Summary of Union Pacific's Response to EPA's Unilateral Order Mandating Cleanup of the Omaha Lead Site

Omaha, Neb, January 4, 2006 – The U.S. Environmental Protection Agency (EPA) has issued a unilateral administrative order (UAO or Order) requiring Union Pacific to spend $50 million or more to clean up lead-contaminated soil at residences in the Omaha area (Omaha Lead Site or OLS), with the prospect of additional cleanup liability to follow. If Union Pacific fails to comply with the Order without sufficient cause, the company may face penalties under the Superfund statute of $32,500 per day and/or damages equal to three times the cost of cleanup.

This Order, which became effective on December 16, 2005, is completely unprecedented, grossly inequitable, and illegal. It is based on the fact that over 60 years ago, Union Pacific leased property to ASARCO, which operated a smelter that allegedly discharged lead particles. But the Superfund law imposes liability only on parties who owned or operated contaminated sites or arranged for the disposal of hazardous substances on such sites. Union Pacific clearly does not fall into any of those categories.

Despite having no liability for cleanup, Union Pacific, as a responsible member of the Omaha community and in the interest of protecting public health, has offered to perform more than $15 million worth of cleanup activities at the OLS. EPA has declined this offer and has instead insisted that Union Pacific finance the entire remaining cleanup specified by the Interim Record of Decision. This demand is unjustified for the following reasons:

  • Union Pacific is not responsible for contributing even one molecule of lead to the OLS.
  • Union Pacific owned a portion of the land on which the ASARCO smelter was located for a limited period of time in the first half of the 20th century.
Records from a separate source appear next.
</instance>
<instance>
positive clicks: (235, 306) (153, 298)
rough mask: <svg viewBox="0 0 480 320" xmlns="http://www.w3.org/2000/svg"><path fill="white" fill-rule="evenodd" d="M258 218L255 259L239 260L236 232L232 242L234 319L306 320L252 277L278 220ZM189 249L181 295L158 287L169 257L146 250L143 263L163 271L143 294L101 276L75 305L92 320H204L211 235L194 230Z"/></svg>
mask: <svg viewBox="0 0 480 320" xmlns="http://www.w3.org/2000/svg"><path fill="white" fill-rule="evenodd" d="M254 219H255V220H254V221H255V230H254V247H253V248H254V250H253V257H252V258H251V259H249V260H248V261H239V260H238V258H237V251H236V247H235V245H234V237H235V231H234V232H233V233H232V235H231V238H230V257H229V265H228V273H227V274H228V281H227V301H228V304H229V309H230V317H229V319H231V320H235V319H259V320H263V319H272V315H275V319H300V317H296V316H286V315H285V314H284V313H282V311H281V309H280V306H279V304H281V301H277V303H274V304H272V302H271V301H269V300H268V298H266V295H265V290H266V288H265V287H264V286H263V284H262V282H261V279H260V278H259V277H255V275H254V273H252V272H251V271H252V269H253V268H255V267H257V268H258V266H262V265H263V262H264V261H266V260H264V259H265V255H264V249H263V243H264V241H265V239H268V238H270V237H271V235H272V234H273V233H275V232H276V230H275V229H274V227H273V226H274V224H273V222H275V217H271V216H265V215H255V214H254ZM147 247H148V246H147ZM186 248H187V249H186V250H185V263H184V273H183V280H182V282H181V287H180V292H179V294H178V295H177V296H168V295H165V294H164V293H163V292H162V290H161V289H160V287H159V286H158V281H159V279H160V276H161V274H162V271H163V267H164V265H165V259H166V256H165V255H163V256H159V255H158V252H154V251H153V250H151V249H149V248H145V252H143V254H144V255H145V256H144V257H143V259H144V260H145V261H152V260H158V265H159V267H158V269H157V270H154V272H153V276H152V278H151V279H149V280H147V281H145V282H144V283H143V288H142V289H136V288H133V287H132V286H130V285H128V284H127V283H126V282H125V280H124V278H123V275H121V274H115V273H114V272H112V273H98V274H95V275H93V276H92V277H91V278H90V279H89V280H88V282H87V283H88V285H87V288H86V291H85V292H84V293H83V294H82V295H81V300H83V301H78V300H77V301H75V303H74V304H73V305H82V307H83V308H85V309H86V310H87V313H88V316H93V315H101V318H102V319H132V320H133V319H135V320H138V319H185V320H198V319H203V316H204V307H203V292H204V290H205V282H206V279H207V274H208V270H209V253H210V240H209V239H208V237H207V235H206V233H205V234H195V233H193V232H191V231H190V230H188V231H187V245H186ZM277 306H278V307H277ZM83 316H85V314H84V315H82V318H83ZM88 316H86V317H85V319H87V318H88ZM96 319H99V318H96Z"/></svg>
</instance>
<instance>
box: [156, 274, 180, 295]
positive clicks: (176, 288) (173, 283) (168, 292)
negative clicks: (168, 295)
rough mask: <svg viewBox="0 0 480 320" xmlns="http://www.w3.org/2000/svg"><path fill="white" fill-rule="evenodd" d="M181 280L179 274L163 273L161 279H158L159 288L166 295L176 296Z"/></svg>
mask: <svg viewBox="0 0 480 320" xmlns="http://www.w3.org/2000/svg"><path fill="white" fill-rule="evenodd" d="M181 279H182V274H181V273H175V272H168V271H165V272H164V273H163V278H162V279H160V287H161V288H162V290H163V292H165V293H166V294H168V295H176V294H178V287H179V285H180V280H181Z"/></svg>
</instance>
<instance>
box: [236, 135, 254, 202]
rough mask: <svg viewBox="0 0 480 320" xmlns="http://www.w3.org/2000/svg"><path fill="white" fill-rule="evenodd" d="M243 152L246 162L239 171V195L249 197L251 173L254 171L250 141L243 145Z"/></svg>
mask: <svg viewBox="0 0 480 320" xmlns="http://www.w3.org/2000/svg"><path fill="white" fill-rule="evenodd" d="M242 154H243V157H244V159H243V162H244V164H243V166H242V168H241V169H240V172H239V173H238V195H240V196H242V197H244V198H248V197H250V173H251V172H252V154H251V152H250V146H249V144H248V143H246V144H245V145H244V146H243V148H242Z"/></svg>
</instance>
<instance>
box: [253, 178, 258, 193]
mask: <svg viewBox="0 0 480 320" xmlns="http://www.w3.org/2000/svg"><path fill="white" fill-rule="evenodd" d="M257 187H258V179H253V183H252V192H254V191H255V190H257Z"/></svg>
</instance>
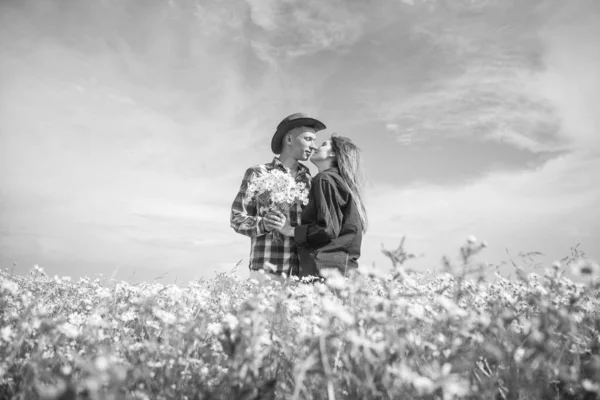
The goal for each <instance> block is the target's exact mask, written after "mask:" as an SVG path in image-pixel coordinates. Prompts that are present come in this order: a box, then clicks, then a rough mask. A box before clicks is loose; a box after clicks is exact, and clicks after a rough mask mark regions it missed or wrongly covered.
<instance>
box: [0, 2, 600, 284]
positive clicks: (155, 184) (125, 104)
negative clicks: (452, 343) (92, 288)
mask: <svg viewBox="0 0 600 400" xmlns="http://www.w3.org/2000/svg"><path fill="white" fill-rule="evenodd" d="M598 37H600V3H599V2H597V1H595V0H575V1H571V2H564V1H559V0H531V1H526V2H524V1H516V0H502V1H500V0H469V1H467V0H456V1H452V2H449V1H441V0H410V1H409V0H379V1H364V0H361V1H358V0H346V1H341V0H329V1H326V2H324V1H321V0H227V1H226V0H206V1H196V0H170V1H169V0H126V1H123V0H102V1H100V0H94V1H92V0H47V1H39V0H38V1H36V0H4V1H2V2H0V121H2V122H1V123H0V267H2V268H9V269H14V271H15V272H16V273H26V272H28V271H29V270H30V269H31V268H32V267H33V265H35V264H38V265H39V266H41V267H42V268H44V269H45V271H46V272H47V273H48V274H50V275H59V276H62V275H69V276H72V277H81V276H90V277H91V276H95V275H96V274H99V273H101V274H103V275H104V276H105V277H113V278H114V279H122V280H128V281H130V282H138V281H143V280H153V279H160V281H161V282H164V283H173V282H181V283H185V282H189V281H190V280H192V279H197V278H210V277H213V276H215V274H216V273H218V272H224V271H231V270H233V269H234V268H235V266H236V264H238V263H239V265H238V267H237V273H238V274H240V276H247V275H248V271H247V265H248V255H249V251H250V240H249V239H248V238H247V237H244V236H241V235H238V234H236V233H235V232H234V231H233V230H232V229H231V228H230V225H229V214H230V207H231V203H232V202H233V199H234V197H235V195H236V193H237V190H238V188H239V185H240V183H241V179H242V177H243V174H244V172H245V170H246V169H247V168H248V167H249V166H252V165H256V164H260V163H265V162H269V161H271V160H272V158H273V154H272V153H271V152H270V140H271V137H272V135H273V133H274V131H275V127H276V126H277V124H278V123H279V121H280V120H281V119H283V118H284V117H285V116H287V115H289V114H292V113H295V112H306V113H308V114H309V115H311V116H314V117H317V118H319V119H320V120H322V121H323V122H325V124H326V125H327V127H328V129H327V130H325V131H321V132H319V133H318V138H319V140H320V139H321V138H323V140H326V139H327V138H328V137H329V135H331V134H332V133H339V134H342V135H344V136H347V137H349V138H351V139H352V140H353V141H354V142H355V143H356V144H357V145H358V146H359V147H360V148H361V149H362V154H363V160H364V166H365V170H366V174H367V176H368V185H367V187H366V203H367V211H368V213H369V219H370V228H369V231H368V232H367V234H366V235H365V237H364V240H363V247H362V256H361V259H360V262H361V264H363V265H365V266H375V267H376V268H388V267H389V266H390V265H391V264H390V262H389V260H388V259H386V257H385V256H384V255H383V254H382V252H381V249H382V246H383V247H385V248H387V249H393V248H396V247H397V245H398V244H399V242H400V240H401V238H402V237H406V242H405V247H406V249H407V250H408V251H410V252H413V253H415V254H418V255H420V257H419V258H418V259H416V260H413V261H412V262H411V263H410V264H407V267H409V268H412V269H414V270H417V271H426V270H430V271H436V272H437V271H441V262H440V260H441V258H442V256H444V255H447V256H449V257H451V258H453V259H455V258H457V256H458V251H459V247H460V246H461V245H462V244H463V243H464V242H465V239H466V238H467V237H468V236H469V235H474V236H475V237H476V238H477V239H478V240H485V241H486V242H487V244H488V247H487V248H486V249H485V251H484V252H483V253H481V254H480V255H479V256H478V260H480V261H482V262H486V263H489V264H490V265H491V266H498V267H499V268H500V270H501V272H503V273H507V274H508V273H511V268H512V267H510V265H509V264H510V263H508V261H509V260H510V259H518V258H519V257H518V255H519V254H520V253H527V252H540V253H543V256H539V257H538V259H536V260H537V261H536V262H537V263H539V265H546V264H548V265H549V263H551V262H552V261H554V260H556V259H560V258H562V257H563V256H566V255H568V254H569V249H570V247H571V246H574V245H577V244H578V243H580V248H581V249H582V250H584V251H585V252H586V253H587V255H588V256H589V257H591V258H594V259H596V260H598V259H600V250H599V249H598V246H597V244H598V243H600V217H599V216H600V135H599V132H598V131H599V125H600V124H599V122H600V112H599V109H598V104H600V46H598V39H597V38H598ZM309 167H310V168H311V171H312V172H313V174H314V173H316V172H317V171H316V168H314V166H312V165H310V164H309ZM517 262H519V261H518V260H517ZM15 263H16V265H15ZM526 264H527V265H529V266H528V267H526V268H529V269H530V270H532V269H534V268H537V266H535V265H533V266H532V265H531V264H530V263H525V264H523V265H526ZM539 265H538V266H539ZM490 268H491V267H490Z"/></svg>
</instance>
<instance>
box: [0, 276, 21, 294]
mask: <svg viewBox="0 0 600 400" xmlns="http://www.w3.org/2000/svg"><path fill="white" fill-rule="evenodd" d="M2 291H6V292H8V293H10V294H12V295H16V294H17V292H18V291H19V285H17V284H16V283H15V282H12V281H9V280H8V279H3V280H2V283H0V292H2Z"/></svg>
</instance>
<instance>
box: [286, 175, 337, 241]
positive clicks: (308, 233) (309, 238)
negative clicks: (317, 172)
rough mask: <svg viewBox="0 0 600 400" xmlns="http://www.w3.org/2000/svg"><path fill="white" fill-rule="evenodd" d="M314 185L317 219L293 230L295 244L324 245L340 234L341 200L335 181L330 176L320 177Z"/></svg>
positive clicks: (313, 184) (314, 183) (301, 225)
mask: <svg viewBox="0 0 600 400" xmlns="http://www.w3.org/2000/svg"><path fill="white" fill-rule="evenodd" d="M313 185H314V189H313V190H314V195H315V196H314V199H315V202H316V208H317V220H316V221H314V222H312V223H310V224H307V225H300V226H298V227H296V229H295V230H294V239H295V241H296V243H297V244H299V245H301V244H307V245H309V246H319V245H325V244H327V243H329V242H331V240H333V239H335V238H337V237H338V236H339V234H340V230H341V227H342V221H343V215H344V214H343V212H342V206H344V205H345V202H344V201H343V200H342V198H341V196H340V193H339V190H338V187H337V185H336V182H335V181H334V180H332V179H330V178H326V177H321V179H319V180H318V181H317V182H314V183H313Z"/></svg>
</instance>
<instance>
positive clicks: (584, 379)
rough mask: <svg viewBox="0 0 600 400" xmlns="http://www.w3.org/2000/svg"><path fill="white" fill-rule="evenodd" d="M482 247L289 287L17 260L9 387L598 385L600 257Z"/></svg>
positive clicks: (242, 392)
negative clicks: (430, 273) (390, 267)
mask: <svg viewBox="0 0 600 400" xmlns="http://www.w3.org/2000/svg"><path fill="white" fill-rule="evenodd" d="M483 247H484V246H483V245H481V244H479V243H477V242H476V241H475V240H474V239H471V240H469V241H468V242H467V243H466V244H465V245H464V246H463V247H462V248H461V249H460V257H459V259H458V260H457V261H456V262H452V261H450V260H444V262H443V267H444V269H445V271H444V273H443V274H438V275H433V274H429V273H424V274H419V273H414V272H410V271H409V270H407V269H406V268H407V266H408V265H409V264H410V258H412V257H413V256H412V255H410V254H407V253H406V252H405V251H404V248H403V246H402V244H401V245H400V247H398V249H396V250H394V251H387V250H384V252H385V253H386V255H387V256H388V257H389V258H390V259H391V261H392V264H393V269H391V270H390V272H389V273H388V272H386V273H385V274H383V273H378V272H376V271H370V272H365V271H362V272H359V273H356V274H354V275H352V276H351V277H350V278H343V277H341V276H340V275H339V274H335V273H332V274H330V275H329V276H328V277H327V279H326V281H325V282H322V281H321V282H317V283H303V282H299V281H297V280H295V279H291V280H289V282H287V283H286V284H284V285H283V286H282V285H280V284H279V283H272V284H265V283H258V282H256V281H252V280H244V279H240V278H239V277H238V276H237V275H236V274H235V273H229V274H220V275H218V276H216V277H215V278H214V279H210V280H200V281H194V282H191V283H190V284H189V285H188V286H185V287H184V286H177V285H162V284H160V283H157V282H150V283H141V284H136V285H133V284H129V283H126V282H112V283H111V282H110V281H108V280H103V279H100V278H98V279H89V278H83V279H80V280H79V281H77V282H75V281H72V280H71V279H70V278H68V277H56V276H55V277H49V276H47V275H46V273H45V272H44V271H43V270H42V269H41V268H39V267H36V268H35V269H34V270H33V271H32V272H31V274H29V275H27V276H18V275H13V274H11V273H10V272H9V271H6V270H5V271H3V272H0V355H1V357H0V398H7V399H10V398H14V399H63V400H68V399H76V398H77V399H190V400H191V399H330V400H331V399H400V398H401V399H444V400H448V399H594V398H597V397H598V396H599V394H600V339H599V332H600V318H599V315H598V312H599V310H600V307H599V303H600V297H599V296H600V294H599V291H598V280H597V279H596V278H597V277H598V265H597V264H595V263H594V262H592V261H590V260H587V259H586V258H585V255H584V254H582V253H581V252H580V251H578V250H577V249H574V251H573V254H571V255H570V256H568V257H566V258H565V259H563V260H562V262H557V263H555V264H554V265H553V266H549V267H548V268H546V269H536V271H537V272H539V273H529V274H526V273H525V272H524V269H521V268H520V267H518V266H516V267H515V272H514V275H515V276H516V278H515V279H508V278H506V277H502V276H501V275H499V274H497V273H493V272H492V273H490V272H489V271H486V268H489V267H488V266H483V265H478V264H477V263H475V262H474V261H473V259H474V257H473V255H474V254H476V253H477V252H479V251H480V250H482V248H483ZM481 269H483V272H484V274H482V275H481V274H479V272H480V270H481ZM567 270H573V271H574V272H575V273H577V274H578V275H580V276H581V277H582V279H581V282H580V283H575V282H573V281H572V280H570V279H567V277H566V276H565V272H566V271H567ZM484 276H485V277H486V278H484ZM573 279H574V278H573Z"/></svg>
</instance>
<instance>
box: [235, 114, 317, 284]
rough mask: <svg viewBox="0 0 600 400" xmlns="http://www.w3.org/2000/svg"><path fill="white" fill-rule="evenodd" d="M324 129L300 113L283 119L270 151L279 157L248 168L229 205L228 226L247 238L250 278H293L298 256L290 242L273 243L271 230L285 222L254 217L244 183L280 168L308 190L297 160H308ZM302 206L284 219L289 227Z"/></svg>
mask: <svg viewBox="0 0 600 400" xmlns="http://www.w3.org/2000/svg"><path fill="white" fill-rule="evenodd" d="M322 129H325V124H323V123H322V122H321V121H318V120H316V119H314V118H310V117H309V116H308V115H306V114H304V113H296V114H292V115H289V116H287V117H286V118H284V119H283V120H282V121H281V122H280V123H279V125H277V129H276V131H275V134H274V135H273V138H272V140H271V150H272V151H273V153H275V154H279V157H275V158H273V161H271V162H270V163H267V164H262V165H256V166H254V167H250V168H248V170H246V173H245V174H244V179H243V180H242V184H241V186H240V190H239V192H238V194H237V196H236V197H235V200H234V201H233V204H232V206H231V218H230V222H231V227H232V228H233V229H234V230H235V231H236V232H237V233H239V234H242V235H245V236H249V237H250V263H249V268H250V276H251V277H254V278H257V279H259V280H262V279H263V277H264V275H262V274H260V272H259V271H261V270H263V271H264V273H266V274H269V277H272V278H273V279H276V280H282V274H283V273H285V274H287V275H297V274H298V269H299V262H298V253H297V250H296V244H295V243H294V239H293V238H290V237H284V238H283V242H279V243H274V242H273V234H272V232H273V231H274V230H279V229H281V228H282V227H283V225H284V223H285V218H282V217H281V215H280V214H277V213H267V214H266V215H264V216H263V215H258V209H257V206H256V201H255V200H254V199H252V198H249V196H247V194H246V190H247V188H248V184H249V183H250V181H251V180H252V179H253V178H254V176H256V175H257V174H260V173H263V172H267V171H270V170H272V169H276V168H278V169H280V170H282V171H285V172H288V173H290V174H291V175H292V177H294V179H295V180H296V181H297V182H304V183H305V184H306V187H307V188H310V184H311V176H310V172H309V170H308V168H307V167H306V166H304V165H302V164H301V163H300V162H299V161H306V160H308V159H309V158H310V156H311V155H312V153H313V151H314V150H315V149H316V147H315V143H314V141H315V139H316V135H315V134H316V132H318V131H320V130H322ZM302 209H303V206H301V205H294V206H292V207H291V209H290V211H289V213H288V215H287V217H289V218H290V223H291V225H292V226H296V225H298V224H299V223H300V216H301V214H302Z"/></svg>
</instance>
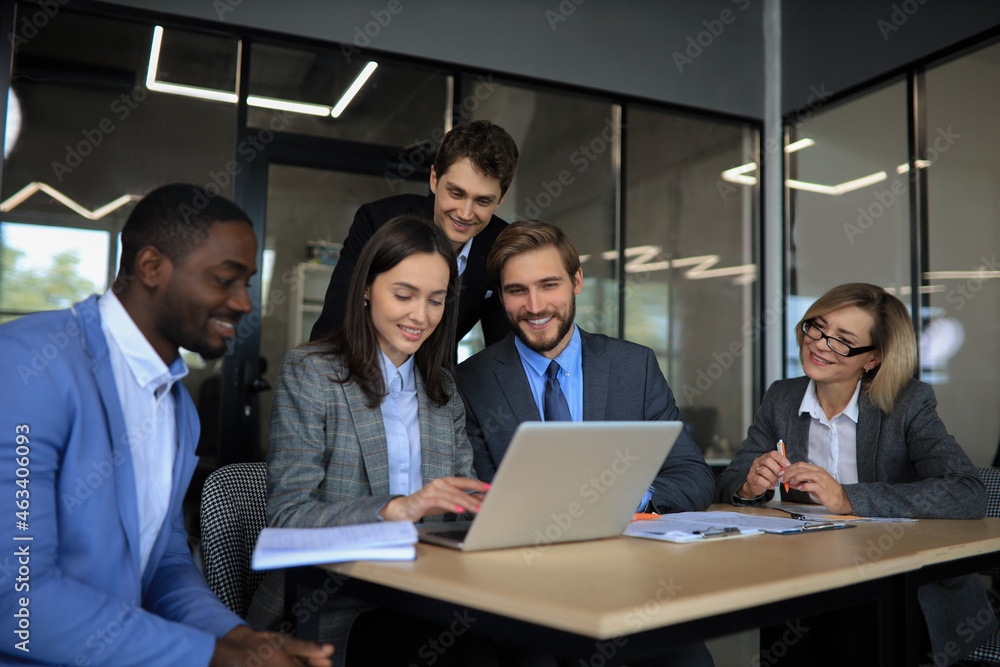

This land is a considerable distance away from the OLS. There has never been a single Superfund case in which a lessor has been held liable under the circumstances applicable here.
  • EPA is seeking to hold Union Pacific solely liable even though there are a number of responsible parties who actually discharged lead in the Omaha area.
  • Even if Union Pacific were deemed liable, it could only be liable for a small fraction of cleanup costs, given the existence of other responsible parties and its limited ownership of the smelter property.
  • The primary source of lead that has given rise to concern over children’s blood lead levels is lead paint, which, according to Congress, "is the most common cause of lead poisoning in children." Union Pacific, of course, has nothing whatsoever to do with the presence of lead paint on residences in the Omaha community.
  • EPA’s cleanup plan would do nothing to address concerns associated with lead-based paint.
  • Although Union Pacific is in no way responsible for the OLS contamination, Union Pacific has offered to clean up hundreds of yards, perform additional studies, and help fund the Omaha Healthy Kids Alliance in order to implement a comprehensive approach to lowering blood lead levels in Omaha’s children.
  • Enforcing the UAO against Union Pacific will disrupt progress toward a comprehensive remedy that addresses the primary sources of lead.
  • Finally, UAO’s are so draconian that they are supposed to be used only where there is an imminent threat to public health or the environment. But the highest priority residential sites already have been cleaned up, and it is clear that the children with elevated blood lead levels all live in older homes that are likely to be coated with lead-based paint -- a problem that is ignored by the UAO.

EPA is wielding the enormous club that is the Superfund UAO to force Union Pacific to perform a cleanup for which Union Pacific bears no responsibility. Union Pacific is simply a convenient "deep pocket." EPA’s action contradicts the law and is highly inequitable, especially since Union Pacific has offered to contribute millions toward cleanup and to support efforts to address other, more significant sources of lead in the community. As a result, Union Pacific calls upon EPA to withdraw the UAO and work with Union Pacific on a comprehensive approach to the OLS.